Grandfather’s Corn Rootworm Beetle Identification and Management Tips
July 30, 2014
Over the past weekend, I had some one on one time with my grandfather. We had the chance on Sunday afternoon to take a look at some corn on his farm in northern Indiana. The hybrid on this particular field happened to be a conventional hybrid. A few rows in, I noticed two corn rootworm beetles on the tip of the ear, feeding on the silks. The little black and yellow beetles were scurrying around chewing and clipping the silks as fast as possible.

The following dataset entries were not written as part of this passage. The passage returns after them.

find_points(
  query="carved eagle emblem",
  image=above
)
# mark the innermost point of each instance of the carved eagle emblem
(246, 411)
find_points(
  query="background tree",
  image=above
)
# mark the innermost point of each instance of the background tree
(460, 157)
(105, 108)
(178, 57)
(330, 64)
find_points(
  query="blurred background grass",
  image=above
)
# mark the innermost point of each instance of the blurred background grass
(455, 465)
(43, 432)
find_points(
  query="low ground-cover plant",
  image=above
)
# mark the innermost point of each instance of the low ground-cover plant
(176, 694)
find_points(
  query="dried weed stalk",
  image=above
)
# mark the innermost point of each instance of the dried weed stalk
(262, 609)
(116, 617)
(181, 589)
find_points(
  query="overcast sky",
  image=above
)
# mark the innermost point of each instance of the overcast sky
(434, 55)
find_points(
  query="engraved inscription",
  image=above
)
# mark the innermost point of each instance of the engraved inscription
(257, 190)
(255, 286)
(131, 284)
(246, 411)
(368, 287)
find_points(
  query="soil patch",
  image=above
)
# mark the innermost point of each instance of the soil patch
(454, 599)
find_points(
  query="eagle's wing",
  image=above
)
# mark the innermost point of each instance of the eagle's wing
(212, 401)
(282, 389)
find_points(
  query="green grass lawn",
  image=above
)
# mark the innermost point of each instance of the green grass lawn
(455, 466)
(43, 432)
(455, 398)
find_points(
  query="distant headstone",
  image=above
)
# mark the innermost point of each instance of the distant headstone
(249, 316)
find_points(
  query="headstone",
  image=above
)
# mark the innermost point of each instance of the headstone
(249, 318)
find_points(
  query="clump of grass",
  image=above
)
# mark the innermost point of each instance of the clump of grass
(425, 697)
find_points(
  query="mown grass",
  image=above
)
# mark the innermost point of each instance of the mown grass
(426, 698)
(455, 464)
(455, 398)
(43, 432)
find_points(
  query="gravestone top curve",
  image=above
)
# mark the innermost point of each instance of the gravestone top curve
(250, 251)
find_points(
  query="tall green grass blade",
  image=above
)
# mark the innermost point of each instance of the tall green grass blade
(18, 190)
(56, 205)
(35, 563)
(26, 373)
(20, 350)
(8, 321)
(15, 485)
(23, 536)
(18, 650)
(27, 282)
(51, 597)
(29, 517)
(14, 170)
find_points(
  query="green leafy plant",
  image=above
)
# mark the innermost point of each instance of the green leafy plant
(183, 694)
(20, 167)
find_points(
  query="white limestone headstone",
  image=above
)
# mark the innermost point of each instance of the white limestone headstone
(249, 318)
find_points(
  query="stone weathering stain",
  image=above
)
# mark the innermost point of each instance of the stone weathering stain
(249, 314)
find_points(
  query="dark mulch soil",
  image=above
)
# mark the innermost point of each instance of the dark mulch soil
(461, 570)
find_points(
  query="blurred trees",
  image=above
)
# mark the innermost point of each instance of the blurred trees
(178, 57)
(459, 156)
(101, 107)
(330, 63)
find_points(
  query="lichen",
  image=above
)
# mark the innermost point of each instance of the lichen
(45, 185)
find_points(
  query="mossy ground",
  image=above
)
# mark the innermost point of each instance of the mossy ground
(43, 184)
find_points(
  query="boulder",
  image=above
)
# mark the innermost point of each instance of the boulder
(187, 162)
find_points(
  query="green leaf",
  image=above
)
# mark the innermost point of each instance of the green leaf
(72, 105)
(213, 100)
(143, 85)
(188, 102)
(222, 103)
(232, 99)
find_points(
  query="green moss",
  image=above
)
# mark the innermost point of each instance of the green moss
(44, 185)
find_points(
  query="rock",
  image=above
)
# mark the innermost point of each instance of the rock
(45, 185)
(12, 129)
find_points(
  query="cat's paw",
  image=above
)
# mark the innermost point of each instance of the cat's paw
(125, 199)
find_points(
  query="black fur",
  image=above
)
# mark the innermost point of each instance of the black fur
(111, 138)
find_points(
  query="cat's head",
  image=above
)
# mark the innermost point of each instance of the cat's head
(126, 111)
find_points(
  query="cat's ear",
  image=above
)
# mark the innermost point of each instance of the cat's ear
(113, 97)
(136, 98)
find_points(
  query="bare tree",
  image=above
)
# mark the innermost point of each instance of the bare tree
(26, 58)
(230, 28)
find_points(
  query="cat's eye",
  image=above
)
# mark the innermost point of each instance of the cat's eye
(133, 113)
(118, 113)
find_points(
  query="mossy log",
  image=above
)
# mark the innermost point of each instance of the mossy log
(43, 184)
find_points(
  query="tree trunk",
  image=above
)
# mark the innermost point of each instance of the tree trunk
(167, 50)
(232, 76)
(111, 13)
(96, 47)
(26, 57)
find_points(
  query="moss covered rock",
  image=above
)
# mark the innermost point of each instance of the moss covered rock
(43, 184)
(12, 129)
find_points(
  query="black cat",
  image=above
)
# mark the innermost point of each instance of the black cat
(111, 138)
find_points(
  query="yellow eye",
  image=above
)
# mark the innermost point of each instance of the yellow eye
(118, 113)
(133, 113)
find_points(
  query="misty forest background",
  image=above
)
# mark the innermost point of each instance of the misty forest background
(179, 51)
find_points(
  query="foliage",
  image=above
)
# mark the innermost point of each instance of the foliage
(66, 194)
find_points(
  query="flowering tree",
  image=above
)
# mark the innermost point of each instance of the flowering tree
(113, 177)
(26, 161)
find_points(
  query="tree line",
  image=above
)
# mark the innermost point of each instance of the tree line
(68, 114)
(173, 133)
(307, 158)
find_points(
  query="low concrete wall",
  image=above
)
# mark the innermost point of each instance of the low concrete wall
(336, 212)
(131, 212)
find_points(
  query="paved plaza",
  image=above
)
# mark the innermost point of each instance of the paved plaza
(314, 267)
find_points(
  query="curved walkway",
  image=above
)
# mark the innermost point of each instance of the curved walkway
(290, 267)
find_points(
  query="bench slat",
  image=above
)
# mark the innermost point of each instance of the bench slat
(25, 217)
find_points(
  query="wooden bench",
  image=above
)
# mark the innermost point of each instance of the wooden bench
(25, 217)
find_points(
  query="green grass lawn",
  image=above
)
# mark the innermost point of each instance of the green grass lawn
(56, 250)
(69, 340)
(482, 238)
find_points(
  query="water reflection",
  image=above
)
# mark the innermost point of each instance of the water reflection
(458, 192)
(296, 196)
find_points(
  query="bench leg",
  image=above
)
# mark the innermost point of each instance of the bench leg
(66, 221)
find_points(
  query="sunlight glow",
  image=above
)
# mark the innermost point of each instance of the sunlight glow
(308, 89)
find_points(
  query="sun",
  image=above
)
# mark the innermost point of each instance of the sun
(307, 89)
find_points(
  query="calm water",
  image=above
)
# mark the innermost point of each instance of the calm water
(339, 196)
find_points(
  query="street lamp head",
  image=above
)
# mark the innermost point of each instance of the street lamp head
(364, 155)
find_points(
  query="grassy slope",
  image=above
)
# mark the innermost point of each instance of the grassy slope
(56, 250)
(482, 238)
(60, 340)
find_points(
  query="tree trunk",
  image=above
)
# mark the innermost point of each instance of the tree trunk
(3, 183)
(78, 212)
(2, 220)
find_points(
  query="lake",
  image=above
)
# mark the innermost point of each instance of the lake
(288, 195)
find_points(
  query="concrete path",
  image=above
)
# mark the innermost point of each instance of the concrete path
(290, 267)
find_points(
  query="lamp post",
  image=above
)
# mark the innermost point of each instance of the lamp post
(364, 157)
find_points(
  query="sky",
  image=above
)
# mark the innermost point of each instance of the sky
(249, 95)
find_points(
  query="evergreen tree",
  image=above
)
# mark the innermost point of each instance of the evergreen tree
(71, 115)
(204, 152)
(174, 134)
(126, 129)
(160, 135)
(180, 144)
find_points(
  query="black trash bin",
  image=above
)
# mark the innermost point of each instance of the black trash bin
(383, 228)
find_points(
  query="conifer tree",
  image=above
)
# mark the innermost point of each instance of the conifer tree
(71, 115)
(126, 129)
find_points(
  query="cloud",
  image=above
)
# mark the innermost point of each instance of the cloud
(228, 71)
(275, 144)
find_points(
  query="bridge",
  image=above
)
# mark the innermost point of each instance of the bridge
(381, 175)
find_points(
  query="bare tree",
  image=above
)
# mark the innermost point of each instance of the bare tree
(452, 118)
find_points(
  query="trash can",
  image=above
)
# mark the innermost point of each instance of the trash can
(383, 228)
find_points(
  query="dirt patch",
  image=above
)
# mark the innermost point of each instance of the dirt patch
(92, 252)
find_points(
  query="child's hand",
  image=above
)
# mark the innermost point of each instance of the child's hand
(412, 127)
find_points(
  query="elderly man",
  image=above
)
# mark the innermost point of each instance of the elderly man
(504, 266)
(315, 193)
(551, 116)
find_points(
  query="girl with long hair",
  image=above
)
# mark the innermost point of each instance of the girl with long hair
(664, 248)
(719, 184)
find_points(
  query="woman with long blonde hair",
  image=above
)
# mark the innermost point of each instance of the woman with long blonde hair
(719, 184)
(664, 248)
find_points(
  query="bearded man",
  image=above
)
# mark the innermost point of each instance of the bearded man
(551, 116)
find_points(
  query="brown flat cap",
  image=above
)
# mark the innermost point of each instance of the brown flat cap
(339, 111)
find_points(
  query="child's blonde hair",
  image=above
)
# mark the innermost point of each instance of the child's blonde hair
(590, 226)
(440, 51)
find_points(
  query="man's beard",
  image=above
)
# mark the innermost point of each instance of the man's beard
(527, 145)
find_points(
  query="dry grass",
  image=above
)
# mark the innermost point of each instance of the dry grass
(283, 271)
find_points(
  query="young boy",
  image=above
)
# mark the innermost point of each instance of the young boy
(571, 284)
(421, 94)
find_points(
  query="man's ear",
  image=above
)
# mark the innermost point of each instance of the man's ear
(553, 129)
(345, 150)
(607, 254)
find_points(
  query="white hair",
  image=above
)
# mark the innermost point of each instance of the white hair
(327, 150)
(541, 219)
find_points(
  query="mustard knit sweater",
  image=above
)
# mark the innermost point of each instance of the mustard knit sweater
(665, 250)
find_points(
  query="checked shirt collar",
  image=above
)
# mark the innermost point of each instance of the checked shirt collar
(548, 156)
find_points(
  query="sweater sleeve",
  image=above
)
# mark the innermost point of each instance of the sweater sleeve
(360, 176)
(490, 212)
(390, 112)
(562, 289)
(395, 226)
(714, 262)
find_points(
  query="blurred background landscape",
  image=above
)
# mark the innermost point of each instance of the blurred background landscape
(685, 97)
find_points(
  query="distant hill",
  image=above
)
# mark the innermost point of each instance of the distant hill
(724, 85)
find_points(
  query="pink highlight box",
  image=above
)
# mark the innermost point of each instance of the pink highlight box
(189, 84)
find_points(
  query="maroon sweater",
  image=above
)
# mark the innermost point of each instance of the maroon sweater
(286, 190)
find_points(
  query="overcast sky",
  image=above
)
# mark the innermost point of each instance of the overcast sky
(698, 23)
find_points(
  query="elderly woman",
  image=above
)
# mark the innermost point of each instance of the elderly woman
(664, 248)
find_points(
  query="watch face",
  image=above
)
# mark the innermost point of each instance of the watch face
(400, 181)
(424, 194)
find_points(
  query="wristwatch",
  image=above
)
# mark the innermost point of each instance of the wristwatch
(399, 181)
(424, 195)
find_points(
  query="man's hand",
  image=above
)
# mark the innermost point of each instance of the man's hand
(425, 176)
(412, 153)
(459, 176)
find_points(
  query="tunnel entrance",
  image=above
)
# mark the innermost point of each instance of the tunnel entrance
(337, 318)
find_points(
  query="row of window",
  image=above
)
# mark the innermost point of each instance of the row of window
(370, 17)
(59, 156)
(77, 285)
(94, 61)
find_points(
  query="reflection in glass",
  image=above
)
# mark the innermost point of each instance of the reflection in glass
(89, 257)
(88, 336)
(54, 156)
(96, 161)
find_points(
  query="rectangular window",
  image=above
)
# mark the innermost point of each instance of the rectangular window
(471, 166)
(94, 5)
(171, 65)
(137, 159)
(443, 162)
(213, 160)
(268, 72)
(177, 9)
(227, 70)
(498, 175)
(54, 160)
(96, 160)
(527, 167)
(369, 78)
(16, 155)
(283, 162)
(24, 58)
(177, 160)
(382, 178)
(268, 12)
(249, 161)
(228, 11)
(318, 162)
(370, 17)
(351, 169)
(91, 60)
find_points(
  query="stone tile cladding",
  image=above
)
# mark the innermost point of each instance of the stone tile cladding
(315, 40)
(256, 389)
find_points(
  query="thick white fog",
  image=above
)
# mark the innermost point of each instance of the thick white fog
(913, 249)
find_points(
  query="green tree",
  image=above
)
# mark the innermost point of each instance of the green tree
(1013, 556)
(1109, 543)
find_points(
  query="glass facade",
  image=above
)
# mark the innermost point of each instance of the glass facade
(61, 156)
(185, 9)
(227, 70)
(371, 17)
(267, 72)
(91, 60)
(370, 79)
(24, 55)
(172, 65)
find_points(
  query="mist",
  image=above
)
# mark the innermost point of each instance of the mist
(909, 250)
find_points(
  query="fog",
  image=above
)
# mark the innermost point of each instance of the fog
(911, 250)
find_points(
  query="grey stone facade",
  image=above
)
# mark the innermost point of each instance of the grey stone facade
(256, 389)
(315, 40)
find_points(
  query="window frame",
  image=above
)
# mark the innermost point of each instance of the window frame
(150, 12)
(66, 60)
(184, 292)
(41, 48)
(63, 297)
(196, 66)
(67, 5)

“Tell me about those little critters” Grandpa said. As a school teacher for 31 years, I knew he was asking this question for a chance to share some additional information. I said “Well, they are adult corn rootworm beetles. We’ll need to keep an eye on these populations especially during pollination because they can harm the receptiveness of these silks and can damage yield due to poor kernel fill.”
“That’s right, and let me tell you how to identify the different species. Northern corn rootworm beetles have a green tint to them. Western corn rootworms will be yellow and black with the females having a sequence of 3 black lines down their back. These three lines look similar to the letter “W” which stands for western. These have been the most common on my farm. Southern rootworm beetles are yellow and black as well but have a spotted pattern on their backs. They don’t have much of an effect this far north because their eggs do not over winter.”